Aku mengusap wajah untuk mengembalikan seluruh kesadaranku.
Bagaimana ini ...?
Sekarang, di depan sana, ibu sedang menatap ke arah kami dengan pandangan yang sulit diartikan.
Aduh ... kenapa bisa ketahuan begini ...!
Kupalingkan wajah ke samping, tak berani menatap ibu. Jantungku jangan ditanya bagaimana degupnya, cepat sekali. Seperti sedang menunggang kuda untuk pertama kali. Perasaan takut dan cemas kini mendominasi hati. Sungguh, kejadian ini tak pernah kubayangkan akan terjadi, di hari pertama pula.
Arrgghh! Matilah aku ...!
Tiba-tiba kakiku terasa seperti sedang dipijat, sontak kepala menoleh ke arah Chaca yang sedang tersenyum canggung.

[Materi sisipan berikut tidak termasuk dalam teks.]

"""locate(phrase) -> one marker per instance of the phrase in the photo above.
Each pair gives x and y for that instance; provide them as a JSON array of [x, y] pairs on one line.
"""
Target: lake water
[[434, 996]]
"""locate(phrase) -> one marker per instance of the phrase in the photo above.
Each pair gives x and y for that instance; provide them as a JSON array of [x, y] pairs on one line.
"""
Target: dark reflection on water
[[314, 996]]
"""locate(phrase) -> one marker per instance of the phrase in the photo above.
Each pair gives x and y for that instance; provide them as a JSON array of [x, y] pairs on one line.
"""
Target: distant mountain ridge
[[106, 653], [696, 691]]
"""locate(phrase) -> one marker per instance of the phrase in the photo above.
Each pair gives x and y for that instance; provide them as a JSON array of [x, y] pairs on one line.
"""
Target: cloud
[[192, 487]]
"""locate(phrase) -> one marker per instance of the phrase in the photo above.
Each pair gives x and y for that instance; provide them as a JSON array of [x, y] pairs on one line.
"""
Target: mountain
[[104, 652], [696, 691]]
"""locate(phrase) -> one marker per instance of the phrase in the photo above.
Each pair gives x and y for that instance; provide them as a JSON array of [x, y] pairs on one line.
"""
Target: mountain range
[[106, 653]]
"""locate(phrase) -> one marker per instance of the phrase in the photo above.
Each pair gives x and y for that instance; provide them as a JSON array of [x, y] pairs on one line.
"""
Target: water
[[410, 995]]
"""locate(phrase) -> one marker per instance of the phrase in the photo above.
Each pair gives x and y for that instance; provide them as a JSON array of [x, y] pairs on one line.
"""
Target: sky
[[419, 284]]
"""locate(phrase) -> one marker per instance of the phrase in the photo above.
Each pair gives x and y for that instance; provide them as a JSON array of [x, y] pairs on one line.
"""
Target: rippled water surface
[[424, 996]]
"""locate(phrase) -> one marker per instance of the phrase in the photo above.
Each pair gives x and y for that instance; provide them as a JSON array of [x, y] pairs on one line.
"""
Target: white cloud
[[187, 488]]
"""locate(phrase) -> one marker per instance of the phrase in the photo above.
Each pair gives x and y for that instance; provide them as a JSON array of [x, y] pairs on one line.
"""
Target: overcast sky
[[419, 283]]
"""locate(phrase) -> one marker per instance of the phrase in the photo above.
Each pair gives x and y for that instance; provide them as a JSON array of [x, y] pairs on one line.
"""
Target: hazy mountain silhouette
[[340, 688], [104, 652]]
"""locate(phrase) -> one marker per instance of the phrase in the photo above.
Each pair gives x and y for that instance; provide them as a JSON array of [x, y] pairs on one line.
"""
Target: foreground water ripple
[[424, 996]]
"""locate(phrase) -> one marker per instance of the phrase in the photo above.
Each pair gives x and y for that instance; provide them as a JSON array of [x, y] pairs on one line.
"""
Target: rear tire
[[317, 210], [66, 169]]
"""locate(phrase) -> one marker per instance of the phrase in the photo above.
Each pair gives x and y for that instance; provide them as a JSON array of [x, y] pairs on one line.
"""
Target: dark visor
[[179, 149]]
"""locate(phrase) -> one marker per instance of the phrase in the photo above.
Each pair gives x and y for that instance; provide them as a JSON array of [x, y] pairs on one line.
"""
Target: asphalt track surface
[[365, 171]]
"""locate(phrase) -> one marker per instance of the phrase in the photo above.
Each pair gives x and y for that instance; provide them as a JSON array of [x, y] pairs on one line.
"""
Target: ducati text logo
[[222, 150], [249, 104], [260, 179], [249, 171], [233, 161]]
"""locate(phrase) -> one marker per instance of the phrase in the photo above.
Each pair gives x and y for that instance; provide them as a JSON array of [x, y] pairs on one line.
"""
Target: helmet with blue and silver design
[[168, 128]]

"Ma'ruf, kamu kok tega nyuruh Chaca mijitin kaki kamu. Dia kan juga capek, sama seperti kamu!" Suara ibu terdengar sedikit lebih keras dari biasanya.
Aku melihat ke arah ibu sebentar, kemudian beralih melihat Chaca kembali.

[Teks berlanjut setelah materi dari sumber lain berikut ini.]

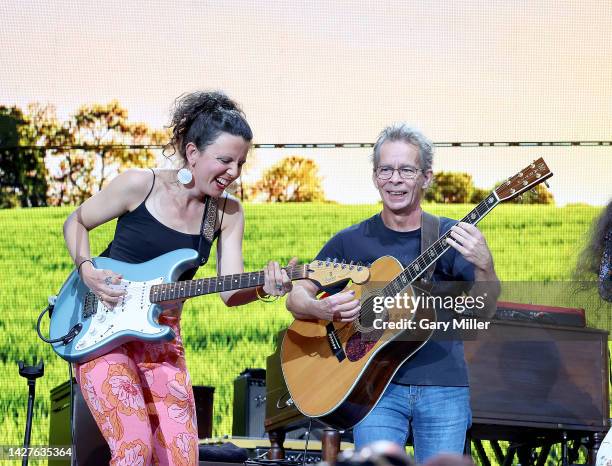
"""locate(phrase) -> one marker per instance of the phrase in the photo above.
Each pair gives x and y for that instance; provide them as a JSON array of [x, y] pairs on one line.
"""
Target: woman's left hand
[[276, 280]]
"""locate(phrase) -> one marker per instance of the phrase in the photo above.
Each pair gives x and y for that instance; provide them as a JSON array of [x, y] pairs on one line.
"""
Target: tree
[[293, 179], [101, 132], [451, 187], [23, 175]]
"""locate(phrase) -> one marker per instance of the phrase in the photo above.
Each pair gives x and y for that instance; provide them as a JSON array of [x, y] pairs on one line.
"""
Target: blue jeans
[[438, 416]]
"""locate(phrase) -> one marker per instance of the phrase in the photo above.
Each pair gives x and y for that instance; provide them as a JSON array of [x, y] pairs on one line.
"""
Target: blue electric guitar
[[86, 329]]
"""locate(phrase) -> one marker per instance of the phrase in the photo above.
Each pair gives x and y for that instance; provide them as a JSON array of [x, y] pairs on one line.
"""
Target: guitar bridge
[[334, 343]]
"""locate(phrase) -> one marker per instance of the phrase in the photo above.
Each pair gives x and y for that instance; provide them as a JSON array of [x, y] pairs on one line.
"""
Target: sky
[[338, 72]]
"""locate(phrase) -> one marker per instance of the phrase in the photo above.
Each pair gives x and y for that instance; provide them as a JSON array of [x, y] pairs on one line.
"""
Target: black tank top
[[140, 237]]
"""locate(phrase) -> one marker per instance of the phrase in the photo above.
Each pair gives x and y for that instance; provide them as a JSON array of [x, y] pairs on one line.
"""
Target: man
[[429, 395]]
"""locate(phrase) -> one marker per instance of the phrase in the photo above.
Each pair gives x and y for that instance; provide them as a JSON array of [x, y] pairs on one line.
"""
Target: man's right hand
[[340, 307]]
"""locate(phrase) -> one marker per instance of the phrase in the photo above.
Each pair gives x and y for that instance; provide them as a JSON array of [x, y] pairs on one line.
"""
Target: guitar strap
[[430, 232], [207, 229]]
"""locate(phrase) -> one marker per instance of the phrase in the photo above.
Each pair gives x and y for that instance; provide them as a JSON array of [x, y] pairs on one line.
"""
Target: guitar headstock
[[329, 272], [524, 180]]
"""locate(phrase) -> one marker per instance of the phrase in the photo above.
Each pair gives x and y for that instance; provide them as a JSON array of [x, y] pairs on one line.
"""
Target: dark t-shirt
[[440, 361]]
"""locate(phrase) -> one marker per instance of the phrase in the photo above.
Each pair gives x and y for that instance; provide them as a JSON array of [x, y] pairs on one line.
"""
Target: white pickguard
[[130, 314]]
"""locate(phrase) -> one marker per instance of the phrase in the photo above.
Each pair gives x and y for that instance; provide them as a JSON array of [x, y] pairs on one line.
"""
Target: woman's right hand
[[105, 284]]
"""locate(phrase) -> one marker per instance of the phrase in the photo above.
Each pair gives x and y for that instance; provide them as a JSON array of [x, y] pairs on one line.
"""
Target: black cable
[[74, 331]]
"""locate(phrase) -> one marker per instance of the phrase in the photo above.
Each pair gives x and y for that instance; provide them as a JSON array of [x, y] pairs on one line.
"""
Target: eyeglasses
[[406, 173]]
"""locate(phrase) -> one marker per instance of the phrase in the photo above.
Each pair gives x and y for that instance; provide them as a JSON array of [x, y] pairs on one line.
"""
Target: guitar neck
[[192, 288], [435, 251]]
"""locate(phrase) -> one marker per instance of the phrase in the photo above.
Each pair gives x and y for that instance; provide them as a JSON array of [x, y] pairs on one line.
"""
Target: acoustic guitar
[[336, 371]]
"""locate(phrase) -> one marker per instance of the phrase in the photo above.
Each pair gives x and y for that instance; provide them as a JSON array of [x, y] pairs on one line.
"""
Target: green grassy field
[[529, 243]]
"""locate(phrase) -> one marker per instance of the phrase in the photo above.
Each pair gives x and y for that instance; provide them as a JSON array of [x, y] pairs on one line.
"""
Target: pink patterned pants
[[141, 397]]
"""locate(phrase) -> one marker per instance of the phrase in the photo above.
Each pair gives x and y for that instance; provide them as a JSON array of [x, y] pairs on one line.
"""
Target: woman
[[140, 393], [596, 259]]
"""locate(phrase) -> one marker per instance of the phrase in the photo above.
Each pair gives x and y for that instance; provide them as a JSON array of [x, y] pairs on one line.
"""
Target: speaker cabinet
[[249, 404]]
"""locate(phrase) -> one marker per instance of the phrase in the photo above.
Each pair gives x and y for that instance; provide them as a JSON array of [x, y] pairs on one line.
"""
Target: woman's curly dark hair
[[199, 117]]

"Gak apa-apa kok, Bu," ucap Chaca yang terus memijat betisku.
Seketika aku terdiam, mencoba mencerna apa yang sedang terjadi. Ah, untung saja Chaca bergerak cepat. Menyelamatkan keadaan yang genting ini. Kalau tidak, pasti di dalam ruangan ini sudah riuh dengan banyak orang yang akan menghakimi kami berdua.
Aku memamerkan senyum ke arah ibu, berharap agar ia tidak curiga. Agar sandiwara Chaca tidak ketahuan.
"Ya sudah, ini handphone-mu. Tadi ketinggalan!" ketus ibu. Tatapannya masih seperti tadi, mungkin masih kesal karena menyangka aku menyuruh Chaca memijat kakiku.
Ibu ... maafkan anakmu ini.
"Disimpan dekat situ saja, Bu. Mata Ma'ruf berat sekali," ucapku yang kembali merebahkan kepala di atas bantal.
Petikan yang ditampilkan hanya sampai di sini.